Moreover, discussions highlighted disparities in drug accessibility within the UK, as the same treatments are available in Scotland but not in England. This inconsistency raises questions about equity in healthcare across the UK. The committee and stakeholders called for an urgent review and potential adjustments to the severity modifier thresholds, to ensure that patients with severe conditions, such as metastatic breast cancer, can access new, life-extending treatments.

Call for Re-evaluation of NICE’s Appraisal Methods:

In conclusion, the hearing emphasized the need for a re-evaluation of NICE’s appraisal methods to ensure they align with the goal of providing timely access to innovative oncology treatments. The call for a rapid review of the severity modifier and greater flexibility in its application reflects a shared commitment to improving patient outcomes and maintaining the UK’s position as a leader in pharmaceutical research and development.

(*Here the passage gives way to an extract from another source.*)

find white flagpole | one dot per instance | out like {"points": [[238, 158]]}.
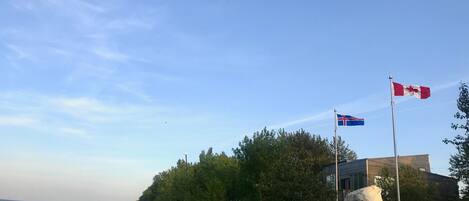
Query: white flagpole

The discussion of the cross-party parliamentary select committee hearing centered on Enhertu (T-DXd) for HER2-low breast cancer.

According to the conversation, pharma companies and PAGs voiced concerns that the removal of the End of Life criteria and the introduction of the severity modifier were hindering oncology drugs, particularly those for metastatic diseases, from meeting the cost-effectiveness willingness-to-pay threshold, thereby limiting patient access.

AZ highlighted that 13 drugs in their pipeline, which would have qualified under the EOL criteria, fail to meet the new 1.7 severity modifier, potentially restricting their availability to patients in England. The review of the use of the severity modifier by NICE will be ongoing over 2024/25."